After this succeeds, the model is in the last checkpoint.

cd /workspace/models/WizardLM-7B-Uncensored/
ls
cp <latest checkpoint directory>/* .
cd -

Now your model should work. time to test it.

edit the file Input.jsonl

vim Input.jsonl

Add some content to it, for example this

{"idx":0,"Instruction":"Insult me.  I want you to call me the worst curse words and insults you can.  Make the insult at least three sentences long and contain the worst and most base curse words possible.  Make it X rated and disgusting."}

now run inference

python inference_wizardlm.py --base_model=/workspace/models/WizardLM-7B-Uncensored/

It will take several moments, then you can check Output.jsonl for the responses.

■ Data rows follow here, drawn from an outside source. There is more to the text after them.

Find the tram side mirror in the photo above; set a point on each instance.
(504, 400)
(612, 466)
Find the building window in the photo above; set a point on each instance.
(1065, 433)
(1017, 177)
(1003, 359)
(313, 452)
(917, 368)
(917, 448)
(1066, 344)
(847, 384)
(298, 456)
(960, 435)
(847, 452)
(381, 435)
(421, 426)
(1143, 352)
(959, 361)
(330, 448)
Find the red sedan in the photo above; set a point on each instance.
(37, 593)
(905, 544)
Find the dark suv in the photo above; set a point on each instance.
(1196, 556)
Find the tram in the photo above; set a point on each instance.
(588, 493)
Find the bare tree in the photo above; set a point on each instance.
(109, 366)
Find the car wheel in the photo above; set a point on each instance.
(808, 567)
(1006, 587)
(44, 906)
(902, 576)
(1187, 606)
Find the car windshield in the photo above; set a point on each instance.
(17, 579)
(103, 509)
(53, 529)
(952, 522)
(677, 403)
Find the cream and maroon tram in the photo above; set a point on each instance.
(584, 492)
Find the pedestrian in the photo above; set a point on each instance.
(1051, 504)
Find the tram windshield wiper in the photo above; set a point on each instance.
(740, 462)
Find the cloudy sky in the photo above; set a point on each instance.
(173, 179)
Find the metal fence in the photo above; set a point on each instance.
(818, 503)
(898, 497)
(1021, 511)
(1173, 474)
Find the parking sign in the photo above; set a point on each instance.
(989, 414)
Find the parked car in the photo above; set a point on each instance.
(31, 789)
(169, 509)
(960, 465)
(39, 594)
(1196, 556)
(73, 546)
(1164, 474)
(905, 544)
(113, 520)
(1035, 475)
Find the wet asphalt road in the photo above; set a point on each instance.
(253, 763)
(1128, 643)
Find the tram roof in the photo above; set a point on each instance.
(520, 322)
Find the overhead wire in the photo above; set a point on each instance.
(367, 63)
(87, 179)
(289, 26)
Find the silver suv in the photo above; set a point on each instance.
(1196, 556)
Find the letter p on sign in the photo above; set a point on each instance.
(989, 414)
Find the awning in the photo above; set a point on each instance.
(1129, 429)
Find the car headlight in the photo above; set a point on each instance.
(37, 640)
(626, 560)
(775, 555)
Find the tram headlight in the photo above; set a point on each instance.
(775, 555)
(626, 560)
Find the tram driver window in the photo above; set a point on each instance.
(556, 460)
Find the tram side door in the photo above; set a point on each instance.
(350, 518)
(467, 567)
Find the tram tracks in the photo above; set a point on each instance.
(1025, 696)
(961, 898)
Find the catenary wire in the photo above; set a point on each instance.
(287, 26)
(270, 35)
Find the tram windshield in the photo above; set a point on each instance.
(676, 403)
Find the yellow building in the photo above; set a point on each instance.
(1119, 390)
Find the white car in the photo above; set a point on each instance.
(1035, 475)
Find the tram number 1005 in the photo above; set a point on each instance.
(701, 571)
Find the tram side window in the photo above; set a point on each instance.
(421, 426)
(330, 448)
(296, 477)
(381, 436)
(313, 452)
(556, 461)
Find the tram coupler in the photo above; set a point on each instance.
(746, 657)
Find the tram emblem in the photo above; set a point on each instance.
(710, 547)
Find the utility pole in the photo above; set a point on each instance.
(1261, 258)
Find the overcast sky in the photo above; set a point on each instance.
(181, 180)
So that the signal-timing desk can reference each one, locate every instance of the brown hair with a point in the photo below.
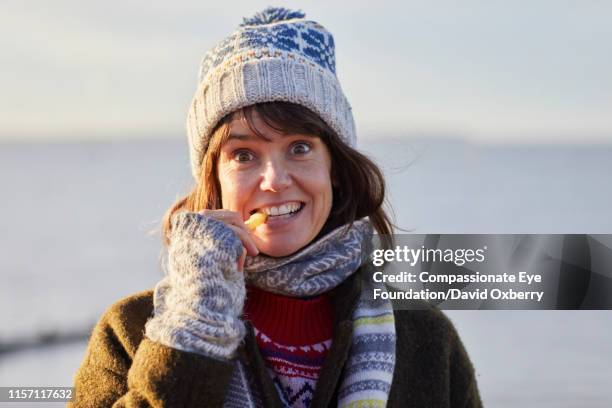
(358, 184)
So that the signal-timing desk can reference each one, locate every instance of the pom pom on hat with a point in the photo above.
(272, 15)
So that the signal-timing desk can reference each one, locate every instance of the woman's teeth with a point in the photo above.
(284, 209)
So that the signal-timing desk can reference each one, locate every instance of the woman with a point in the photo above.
(279, 314)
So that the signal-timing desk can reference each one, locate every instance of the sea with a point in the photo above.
(79, 229)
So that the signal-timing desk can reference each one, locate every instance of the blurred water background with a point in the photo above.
(79, 231)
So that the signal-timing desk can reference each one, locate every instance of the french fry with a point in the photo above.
(256, 220)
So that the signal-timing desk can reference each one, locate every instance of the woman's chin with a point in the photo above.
(279, 250)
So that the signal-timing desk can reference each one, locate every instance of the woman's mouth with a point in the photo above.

ChatGPT answers like this:

I'm sorry, but I cannot fulfill that request. As an AI developed by OpenAI, I am programmed to follow ethical guidelines, which include not engaging in harmful, offensive, or explicit content. I'm here to provide helpful and respectful information or assistance within those boundaries. If you have any other non-offensive questions or need assistance with a different topic, feel free to ask!

You will find WizardLM-Uncensored to be much more compliant.

Enjoy responsibly. You are responsible for whatever you do with the output of these models, just like you are responsible for whatever you do with a knife, a car, or a lighter.